13 Gij leiddet door Uw weldadigheid dit volk, dat Gij verlost hebt; Gij voert hen zachtkens door Uw sterkte tot de liefelijke woning Uwer heiligheid.

14 De volken hebben het gehoord, zij zullen sidderen; weedom heeft de ingezetenen van Palestina bevangen.

15 Dan zullen de vorsten van Edom verbaasd wezen; beving zal de machtigen der Moabieten bevangen; al de ingezetenen van Kanaan zullen versmelten!

16 Verschrikking en vrees zal op hen vallen; door de grootheid van Uw arm zullen zij verstommen, als een steen, totdat Uw volk, HEERE! henen doorkome; totdat dit volk henen doorkome, dat Gij verworven hebt.

17 Die zult Gij inbrengen, en planten hen op den berg Uwer erfenis, ter plaatse, welke Gij, o HEERE! gemaakt hebt tot Uw woning, het heiligdom, hetwelk Uw handen gesticht hebben, o HEERE!

18 De HEERE zal in eeuwigheid en geduriglijk regeren!

19 Want Farao's paard, met zijn wagen, met zijn ruiters, zijn in de zee gekomen, en de HEERE heeft de wateren der zee over hen doen wederkeren; maar de kinderen Israels zijn op het droge in het midden van de zee gegaan.

20 En Mirjam, de profetes, Aarons zuster, nam een trommel in haar hand; en al de vrouwen gingen uit, haar na, met trommelen en met reien.

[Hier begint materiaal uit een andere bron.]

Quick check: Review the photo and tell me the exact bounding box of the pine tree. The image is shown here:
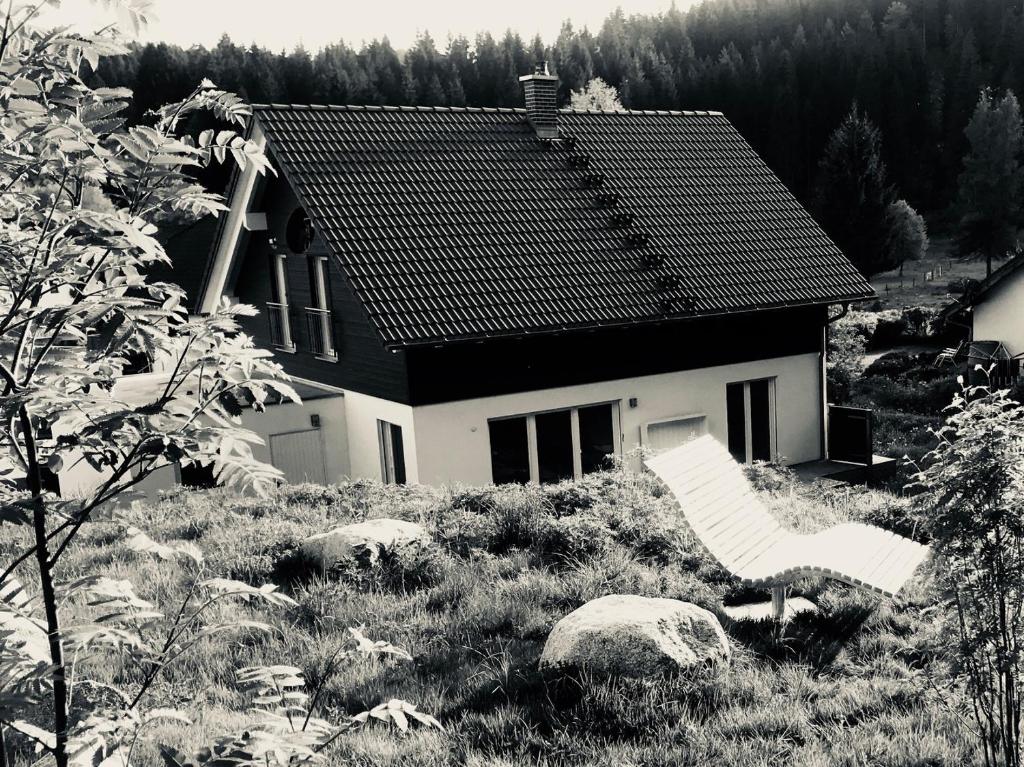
[818,103,894,276]
[956,88,1022,274]
[569,77,623,112]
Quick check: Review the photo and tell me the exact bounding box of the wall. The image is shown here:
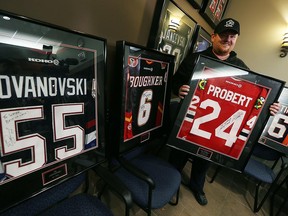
[225,0,288,82]
[0,0,288,82]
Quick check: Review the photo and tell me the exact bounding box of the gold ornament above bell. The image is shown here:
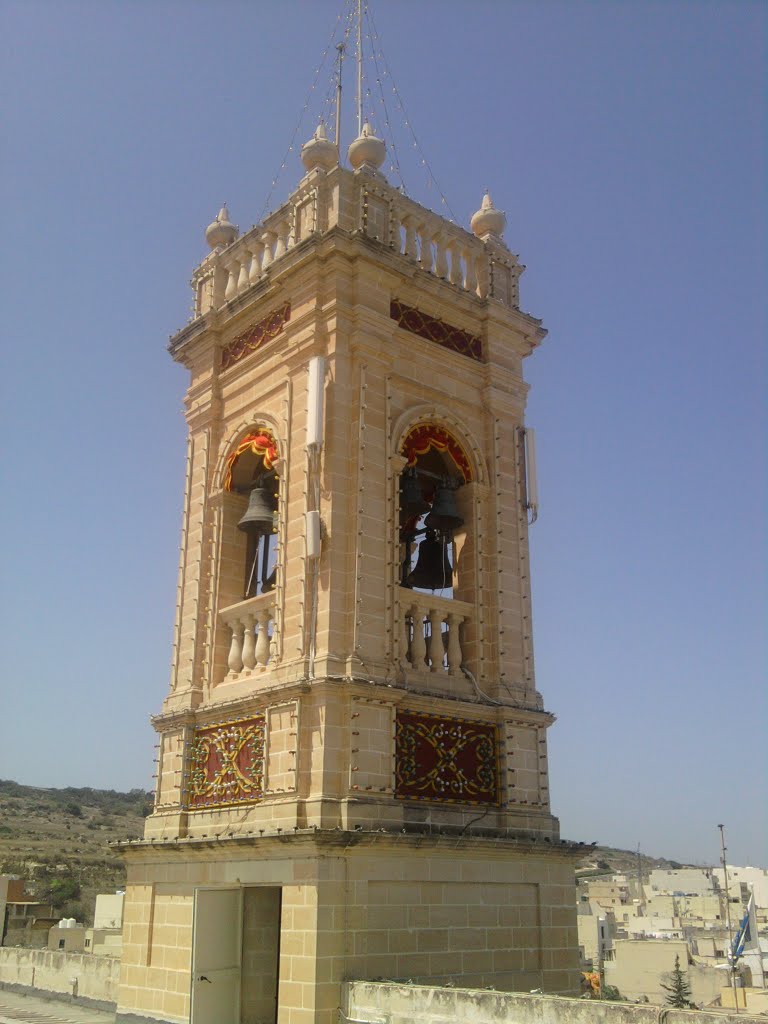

21 Toen antwoordde Mirjam hunlieden: Zingt den HEERE; want Hij is hogelijk verheven! Hij heeft het paard met zijn ruiter in de zee gestort!

22 Hierna deed Mozes de Israelieten voortreizen van de Schelfzee af; en zij trokken uit tot in de woestijn Sur, en zij gingen drie dagen in de woestijn, en vonden geen water.

23 Toen kwamen zij te Mara; doch zij konden het water van Mara niet drinken, want het was bitter; daarom werd derzelver naam genoemd Mara.

24 Toen murmureerde het volk tegen Mozes, zeggende: Wat zullen wij drinken?

25 Hij dan riep tot den HEERE; en de HEERE wees hem een hout, dat wierp hij in dat water; toen werd het water zoet. Aldaar stelde Hij het volk een inzetting en recht, en aldaar verzocht Hij hetzelve,

26 En zeide: Is het, dat gij met ernst naar de stem des HEEREN uws Gods horen zult, en doen, wat recht is in Zijn ogen, en uw oren neigt tot Zijn geboden, en houdt al Zijn inzettingen; zo zal Ik geen van de krankheden op u leggen, die Ik op Egypteland gelegd heb; want Ik ben de HEERE, uw Heelmeester!

27 Toen kwamen zij te Elim, en daar waren twaalf waterfonteinen, en zeventig palmbomen; en zij legerden zich aldaar aan de wateren.